Of course, I want to say. My father didn’t have the guts to tell me but I read it for myself. My risk is greater than yours. So what?
‘Not since I found the true path and the love of God, the most glorified, the most high. I will be content with what He wills for me. “There is not a creature on the earth whose destiny He does not govern.”’
I feel His spirit animate me and with great clarity I see no reason to hide anything from this woman. She is a member of the Ummah. She should be my friend and if she is not that’s her failing, not mine.
‘I took care of her. My father couldn’t, or wouldn’t, at the end. He is not strong, and his strength left him. I was her mother.’
My voice is strong and if Badra’s purpose was to rile me or find my weakness she’ll be disappointed.
‘I used to take myself to school, come home every day for lunch, make my lunch.
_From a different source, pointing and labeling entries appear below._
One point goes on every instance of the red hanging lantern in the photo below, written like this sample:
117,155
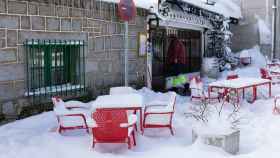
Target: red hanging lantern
127,10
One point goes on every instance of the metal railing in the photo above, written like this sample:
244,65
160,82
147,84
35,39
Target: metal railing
55,67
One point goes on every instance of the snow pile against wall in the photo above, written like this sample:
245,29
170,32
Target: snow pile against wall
258,61
264,32
225,7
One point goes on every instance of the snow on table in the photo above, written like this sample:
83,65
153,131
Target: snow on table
274,69
239,82
118,101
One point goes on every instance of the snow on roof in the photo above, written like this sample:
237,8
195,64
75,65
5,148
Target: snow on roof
225,7
117,101
139,3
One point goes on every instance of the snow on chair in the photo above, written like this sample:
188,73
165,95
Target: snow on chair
159,114
122,90
245,58
197,91
276,108
113,126
70,115
232,76
275,78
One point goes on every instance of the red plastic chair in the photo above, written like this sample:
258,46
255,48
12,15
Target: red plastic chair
70,117
160,116
275,78
113,126
231,77
197,91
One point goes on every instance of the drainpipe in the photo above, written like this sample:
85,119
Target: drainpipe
274,29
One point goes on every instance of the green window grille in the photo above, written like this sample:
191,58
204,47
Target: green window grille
55,67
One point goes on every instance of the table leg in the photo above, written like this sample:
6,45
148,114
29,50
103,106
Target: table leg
243,91
254,93
237,95
269,91
141,121
209,90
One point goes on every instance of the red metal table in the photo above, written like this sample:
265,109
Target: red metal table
241,84
129,102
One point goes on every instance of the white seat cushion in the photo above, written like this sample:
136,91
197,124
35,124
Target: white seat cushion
158,119
121,90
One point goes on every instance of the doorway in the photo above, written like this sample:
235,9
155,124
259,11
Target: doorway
161,42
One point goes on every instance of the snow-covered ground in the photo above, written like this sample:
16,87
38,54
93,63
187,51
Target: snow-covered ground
35,136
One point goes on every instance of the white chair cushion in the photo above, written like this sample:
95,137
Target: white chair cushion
77,104
158,119
159,109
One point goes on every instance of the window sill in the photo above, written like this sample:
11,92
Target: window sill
54,89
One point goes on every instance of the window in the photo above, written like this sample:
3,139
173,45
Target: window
55,67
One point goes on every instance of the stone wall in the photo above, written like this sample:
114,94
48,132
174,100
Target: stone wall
95,22
246,34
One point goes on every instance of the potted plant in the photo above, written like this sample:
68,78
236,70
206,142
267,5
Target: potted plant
216,126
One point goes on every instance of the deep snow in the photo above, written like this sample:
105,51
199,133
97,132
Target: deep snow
36,137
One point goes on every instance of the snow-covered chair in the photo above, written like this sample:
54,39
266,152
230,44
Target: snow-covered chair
198,92
245,58
232,76
276,108
113,126
159,113
265,74
121,90
71,115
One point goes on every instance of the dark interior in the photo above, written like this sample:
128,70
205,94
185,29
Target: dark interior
161,39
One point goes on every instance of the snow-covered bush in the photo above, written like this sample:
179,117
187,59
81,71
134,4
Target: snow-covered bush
214,119
210,67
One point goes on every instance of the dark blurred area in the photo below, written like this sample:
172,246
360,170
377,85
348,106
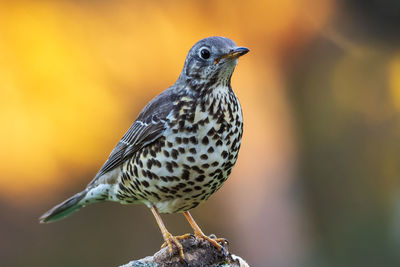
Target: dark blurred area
317,179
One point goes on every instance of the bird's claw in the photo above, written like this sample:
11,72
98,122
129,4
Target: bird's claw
170,239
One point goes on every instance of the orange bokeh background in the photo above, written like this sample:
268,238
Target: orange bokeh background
316,182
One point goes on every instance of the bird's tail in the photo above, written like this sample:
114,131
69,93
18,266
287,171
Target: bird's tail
64,209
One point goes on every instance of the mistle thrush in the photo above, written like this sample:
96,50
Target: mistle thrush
180,149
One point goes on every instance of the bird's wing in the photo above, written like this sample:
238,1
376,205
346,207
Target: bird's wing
148,127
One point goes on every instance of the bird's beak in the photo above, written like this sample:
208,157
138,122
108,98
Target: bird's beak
233,54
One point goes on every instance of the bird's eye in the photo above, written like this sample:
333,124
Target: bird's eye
205,53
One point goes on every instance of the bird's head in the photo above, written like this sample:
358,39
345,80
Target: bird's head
212,59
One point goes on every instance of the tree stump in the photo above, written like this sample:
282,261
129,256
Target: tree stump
197,253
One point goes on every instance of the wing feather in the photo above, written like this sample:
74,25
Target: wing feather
148,127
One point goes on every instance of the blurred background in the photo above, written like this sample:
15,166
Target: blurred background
317,179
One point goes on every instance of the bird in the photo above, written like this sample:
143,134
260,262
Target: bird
180,149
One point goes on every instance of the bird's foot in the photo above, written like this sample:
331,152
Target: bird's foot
212,240
170,239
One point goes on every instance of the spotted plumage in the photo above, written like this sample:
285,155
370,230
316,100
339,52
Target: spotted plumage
183,145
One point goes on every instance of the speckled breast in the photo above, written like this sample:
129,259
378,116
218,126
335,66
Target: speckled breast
193,158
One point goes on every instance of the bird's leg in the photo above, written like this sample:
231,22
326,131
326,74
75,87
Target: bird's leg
168,238
199,234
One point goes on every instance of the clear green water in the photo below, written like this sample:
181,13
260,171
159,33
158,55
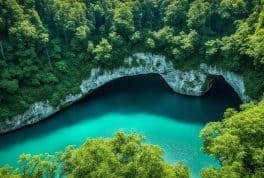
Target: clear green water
144,104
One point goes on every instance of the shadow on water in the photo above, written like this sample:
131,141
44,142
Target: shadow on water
137,94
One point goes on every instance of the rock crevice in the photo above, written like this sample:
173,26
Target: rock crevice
194,83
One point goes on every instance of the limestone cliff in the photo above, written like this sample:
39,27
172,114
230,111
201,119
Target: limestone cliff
195,83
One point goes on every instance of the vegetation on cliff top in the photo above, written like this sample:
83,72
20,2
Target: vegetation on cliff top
48,46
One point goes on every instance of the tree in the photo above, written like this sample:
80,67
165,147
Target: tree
237,142
198,14
124,155
175,13
103,53
123,20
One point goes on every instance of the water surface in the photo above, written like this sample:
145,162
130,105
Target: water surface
144,104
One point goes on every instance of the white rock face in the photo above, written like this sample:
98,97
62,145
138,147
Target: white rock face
195,83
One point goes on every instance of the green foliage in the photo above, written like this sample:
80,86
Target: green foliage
237,142
121,156
53,44
103,52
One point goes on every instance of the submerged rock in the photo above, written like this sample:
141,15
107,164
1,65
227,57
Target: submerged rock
194,83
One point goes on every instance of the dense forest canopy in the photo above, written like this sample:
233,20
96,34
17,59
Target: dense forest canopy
118,157
48,46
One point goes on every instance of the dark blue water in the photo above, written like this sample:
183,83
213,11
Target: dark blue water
144,104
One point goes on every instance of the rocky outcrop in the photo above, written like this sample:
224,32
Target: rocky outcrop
195,83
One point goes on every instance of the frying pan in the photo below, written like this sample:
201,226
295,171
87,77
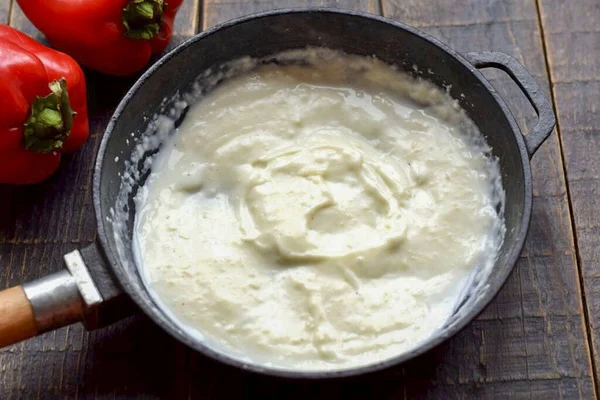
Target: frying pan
102,284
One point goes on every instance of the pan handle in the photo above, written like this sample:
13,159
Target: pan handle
518,73
48,303
83,292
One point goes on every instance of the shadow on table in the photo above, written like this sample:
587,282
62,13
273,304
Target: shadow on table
136,357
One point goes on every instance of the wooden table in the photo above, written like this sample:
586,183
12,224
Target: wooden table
540,338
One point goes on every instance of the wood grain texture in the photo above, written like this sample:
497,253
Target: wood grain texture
529,343
217,11
535,329
38,225
572,36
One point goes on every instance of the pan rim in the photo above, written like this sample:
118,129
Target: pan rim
426,345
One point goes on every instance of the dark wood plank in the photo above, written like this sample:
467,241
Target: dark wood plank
530,343
535,328
41,223
217,11
572,36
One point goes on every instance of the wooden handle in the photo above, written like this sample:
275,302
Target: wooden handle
16,317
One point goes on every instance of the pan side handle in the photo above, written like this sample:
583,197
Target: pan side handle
518,73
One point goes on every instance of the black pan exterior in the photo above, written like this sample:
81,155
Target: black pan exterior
267,33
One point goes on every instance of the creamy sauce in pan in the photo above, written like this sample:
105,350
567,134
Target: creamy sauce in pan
319,216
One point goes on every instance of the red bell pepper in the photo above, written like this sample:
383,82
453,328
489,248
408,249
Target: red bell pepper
116,37
43,107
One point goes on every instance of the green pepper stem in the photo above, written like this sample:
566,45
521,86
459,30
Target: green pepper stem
50,120
142,19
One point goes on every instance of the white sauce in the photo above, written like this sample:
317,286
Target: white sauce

This was when I was ten, eleven. One day she was waiting for me and she had a bag packed for each of us, and she put us on a train and told me it was a special trip, the school knew, it was something really special. We ended up by the sea, and there was a house in the woods, in the middle of nowhere – it was beautiful – and I remember thinking this is it, we’re leaving London and we’re going to live here, and she’s going to be better. I hated London, and now it all made sense. The city was the problem. But we didn’t go to the house. She took me to this old hut with no roof and got out sleeping bags and started taping up the windows. She took my phone off me so there’d be no radio waves.’
Now Badra’s really l
istening. That’s so important to me. This is my safe space. I’ve never told anyone this story before, even my father, not all of it, not the details.
‘I told her I was going to watch the sunset and I went to get help. I got her home, I made her take her medication, I put her to bed. If He in His wisdom has the same thing in store for me I will embrace it. I will know the journey He planned for her. But until then I know I’m stronger for it.’
I am filled with His fire. The words stream from my mouth. Badra looks like she’s watching something she’s seen before but wasn’t expecting to see today.
17
Sister hello. Tell me, how do you know about me if you only opened your account today?
God. There she was. Abraham watched the words flash into being on the screen and stared numbly at them for a while, imagining her fingers typing them out, her eyes following the letters as they appeared. Alive at least. Half alive.
His mouth had dried to dust but it didn’t occur to him to drink.
This isn’t your sister. This isn’t Irene. It’s me. Your father, who loves you more than the brothers and sisters who are not your brothers and sisters will ever love anybody. Are you with them because they’re not me? Because they’re everything I’m not? Active, decisive, energetic, certain, bold. Foolish. Couldn’t you have done what daughters have done throughout history and found yourself an unsuitable boyfriend to do the same job?
This is what he wanted to say. Understand, they have seduced you. You are young and where there ought to be knowledge and resilience there’s a pool of hope and innocence that these people know exactly how to fill. They fill it with their hatred and you take it for certainty. They don’t want you. They want the victory your being there represents. They want people like me to be terrified that the safety we work so hard to create means nothing, has no weight, is mere convenience.
As Irene, he replied.
— You were in the newspapers. Even in France. You are famous.
Sister I have to be careful.
— Of course. If we cannot talk I understand.